I've always been fascinated by all the ways we are transforming how we work, how we live, how we consume media, how we renew and recharge ourselves, and indeed how we move around in a city. Uber has transformed not just transportation -- intending to make it "as reliable as running water, everywhere and for everyone" -- but cities and ourrelationship to them. And like Travis and Uber, I'm passionate about cities. I've been working with mayors around the world through The Huffington Post's What's Working initiative and through Bloomberg Philanthropies' What Works Cities program, which is all about helping cities use data to improve citizens' lives. So I'm very much looking forward to the opportunity to work within Uber to keep making our cities better places to live, move and work.
And then there's Travis. In the last few years, he has become a close friend, and I have been inspired by the big, bold bets he is constantly placing, by his gift for innovating his way out of challenges and by his ability to execute at the most detailed level.
Travis and I have spent a lot of time walking through not just his big vision for the future, but the cultural values he wants to keep building within Uber so that the company -- as it grows across hundreds of cities, spanning six continents and bringing in millions of drivers -- can continue innovating and evolving. Perhaps more than anything else, it's Travis's commitment to taking the long view and planting seeds for 5 to 10 years out that convinces me that this is just the beginning of what Uber will do to change the world and improve people's lives.
In meeting Travis' wonderful parents, Bonnie and Donald, I've come to understand how Travis is a true hybrid of his father's left brain - the engineer's capacity for analysis, execution and detail -- and his mother's right brain -- creativity and a certain predilection for creating magic. Because let's face it, I know we're all getting used to it, but there is magic in pressing a button and having a car materialize with a driver who knows your name and who takes you to your destination without ever requiring you to pull out your wallet.
The final meeting Travis and I had to discuss my joining the board was at my home in LA. It was a four and a half hour meeting during whichTravis walked me through everything while actually walking himself, without once sitting down, around my dining room table the entire time he was talking -- even while eating the omelet I had made him.

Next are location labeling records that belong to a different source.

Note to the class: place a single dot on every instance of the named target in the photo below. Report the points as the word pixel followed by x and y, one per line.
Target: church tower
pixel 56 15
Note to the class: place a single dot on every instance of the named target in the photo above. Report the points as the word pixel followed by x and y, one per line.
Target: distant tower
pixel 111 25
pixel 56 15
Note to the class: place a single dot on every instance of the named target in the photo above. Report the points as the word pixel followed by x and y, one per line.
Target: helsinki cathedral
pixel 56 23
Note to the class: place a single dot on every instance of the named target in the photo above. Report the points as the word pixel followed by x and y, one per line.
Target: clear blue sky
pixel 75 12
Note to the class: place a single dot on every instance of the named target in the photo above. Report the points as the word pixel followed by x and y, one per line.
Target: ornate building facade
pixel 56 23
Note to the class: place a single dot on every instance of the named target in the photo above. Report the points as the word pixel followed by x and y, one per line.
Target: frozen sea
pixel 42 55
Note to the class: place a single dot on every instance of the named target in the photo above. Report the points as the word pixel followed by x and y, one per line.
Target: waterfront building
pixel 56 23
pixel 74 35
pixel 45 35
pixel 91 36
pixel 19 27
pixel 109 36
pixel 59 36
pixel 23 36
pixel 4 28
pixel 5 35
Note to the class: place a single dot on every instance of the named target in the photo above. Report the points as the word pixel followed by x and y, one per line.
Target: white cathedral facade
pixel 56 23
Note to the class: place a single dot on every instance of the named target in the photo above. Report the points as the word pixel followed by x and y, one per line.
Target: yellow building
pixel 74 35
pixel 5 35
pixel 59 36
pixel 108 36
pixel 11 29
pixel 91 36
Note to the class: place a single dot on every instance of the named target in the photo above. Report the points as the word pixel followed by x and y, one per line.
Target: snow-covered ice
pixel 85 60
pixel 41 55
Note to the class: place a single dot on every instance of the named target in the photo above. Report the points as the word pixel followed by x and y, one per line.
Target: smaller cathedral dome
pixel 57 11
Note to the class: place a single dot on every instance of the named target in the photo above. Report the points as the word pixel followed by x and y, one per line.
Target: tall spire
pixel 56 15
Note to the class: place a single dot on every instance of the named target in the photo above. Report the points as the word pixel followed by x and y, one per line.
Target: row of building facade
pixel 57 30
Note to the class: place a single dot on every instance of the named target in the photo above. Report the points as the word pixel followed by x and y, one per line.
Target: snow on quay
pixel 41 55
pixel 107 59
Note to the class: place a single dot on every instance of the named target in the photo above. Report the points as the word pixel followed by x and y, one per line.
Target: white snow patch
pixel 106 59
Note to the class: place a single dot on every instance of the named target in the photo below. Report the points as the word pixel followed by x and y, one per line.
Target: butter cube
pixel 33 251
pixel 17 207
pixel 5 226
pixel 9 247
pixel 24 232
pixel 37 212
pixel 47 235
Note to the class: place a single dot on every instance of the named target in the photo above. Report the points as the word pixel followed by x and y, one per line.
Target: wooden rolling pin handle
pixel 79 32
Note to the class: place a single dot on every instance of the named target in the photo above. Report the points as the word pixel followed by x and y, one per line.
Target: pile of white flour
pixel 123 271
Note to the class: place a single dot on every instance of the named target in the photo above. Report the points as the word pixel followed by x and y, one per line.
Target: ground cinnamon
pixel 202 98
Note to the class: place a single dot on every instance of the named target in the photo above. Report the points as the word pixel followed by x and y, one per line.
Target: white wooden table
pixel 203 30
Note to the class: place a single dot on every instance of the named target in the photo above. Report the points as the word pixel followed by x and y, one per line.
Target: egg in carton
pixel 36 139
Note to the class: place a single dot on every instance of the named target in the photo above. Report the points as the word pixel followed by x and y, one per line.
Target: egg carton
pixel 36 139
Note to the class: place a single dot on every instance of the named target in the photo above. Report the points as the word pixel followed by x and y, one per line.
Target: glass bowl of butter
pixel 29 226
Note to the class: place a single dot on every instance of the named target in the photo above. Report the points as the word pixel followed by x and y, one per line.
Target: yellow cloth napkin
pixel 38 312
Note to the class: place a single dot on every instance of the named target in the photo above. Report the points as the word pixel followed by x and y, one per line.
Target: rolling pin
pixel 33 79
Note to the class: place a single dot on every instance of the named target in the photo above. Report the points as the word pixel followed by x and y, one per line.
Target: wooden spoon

There is already a lot I've learned from Travis that is helping me run The Huffington Post: relentless prioritization, the willingness to recruit the unrecruitable, and an unwavering commitment to improving the product, the customer experience, the organization, and himself!
At HuffPost, we've partnered with Uber and Toyota, providing thousands of free late-night rides to college students for our campaign against drowsy driving. However, as HuffPost's editor-in-chief, I have recused myself from any and all editorial coverage of Uber. And I'm so excited and grateful for the opportunity, as Travis put it in his announcement, to help take Uber to the next level.